One of my difficulties was that when I asked for reactions to the proposed discipleship model of the church there was a surprising amount of hostility. I had hoped for reasoned criticism from the Scriptures, but most of what I heard was, "This is not what we believe: Why do you want to rock the boat?" As I realized how upsetting the ideas were to so many, I had to fight my own doubts. I kept reading and rereading my Greek New Testament, studying every verse that seemed relevant, to check the validity of the model. More and more its elegance, practicality, and clarifying power gripped me. If I was wrong, somebody would have to come up with a better model. Meanwhile I found great joy and freedom in using the model when speaking to new Christians, explaining baptism and baptizing, and in the context of many pastoral problems.
Meanwhile the huge changes in the Roman Catholic church and the waves of renewal rippling out from the charismatic movement encouraged me to feel that perhaps, before our own eyes, a great reformation of the doctrine of the church was taking place. Perhaps a new model, even by means of adverse reaction against it, might help us to think through and understand how Jesus Christ is building his Church.
For the past two years I have been Rector of St. James, a downtown parish church next door to Queen's University in Kingston. From the beginning I was able to outline my purpose and style of church life according to the model set out in this book. The invitation card which was given to students in the registration lines explained that in our church, "located right on campus at Barrie and Union Streets, we welcome learners, doubters, and those who wonder whether life has any meaning at all." I don't suppose that at first sight, a Sunday morning congregation of two hundred at the main service would look much different from many other typical Anglican churches m Canada. I suppose the difference lies in myself. For the first time in my twenty-five years as an ordained minister I can feel confident in explaining exactly what I am to do in relation to the life and teaching of Jesus Christ and the early apostolic churches that mushroomed after his death and resurrection.

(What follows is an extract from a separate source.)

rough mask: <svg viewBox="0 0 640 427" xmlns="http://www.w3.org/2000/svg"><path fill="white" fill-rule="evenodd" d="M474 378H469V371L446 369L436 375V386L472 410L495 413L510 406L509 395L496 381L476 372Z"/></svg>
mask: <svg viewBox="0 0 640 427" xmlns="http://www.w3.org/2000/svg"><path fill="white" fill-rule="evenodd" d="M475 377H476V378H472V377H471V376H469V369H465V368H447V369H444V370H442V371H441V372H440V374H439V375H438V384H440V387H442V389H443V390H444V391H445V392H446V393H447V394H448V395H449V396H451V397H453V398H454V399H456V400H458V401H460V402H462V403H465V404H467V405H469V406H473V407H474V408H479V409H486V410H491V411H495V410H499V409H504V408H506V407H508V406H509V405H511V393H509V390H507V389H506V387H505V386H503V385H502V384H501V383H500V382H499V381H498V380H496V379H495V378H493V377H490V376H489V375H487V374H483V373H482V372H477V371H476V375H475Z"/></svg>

In writing this book it seemed best to state clearly the Anglican context of my ministry. The reader can make some allowances for my terminology and bias. Hopefully the arguments from Scripture will prove useful to members of other denominations in considering the discipleship model which I have proposed. Christians of all traditions should be warned that many Anglicans would disagree with my presentation, but of course there would be no point in presenting something about which everybody agrees already! The book is deliberately controversial. I hope it will at least lift the discussion of baptism out of the present confusion and into a new framework.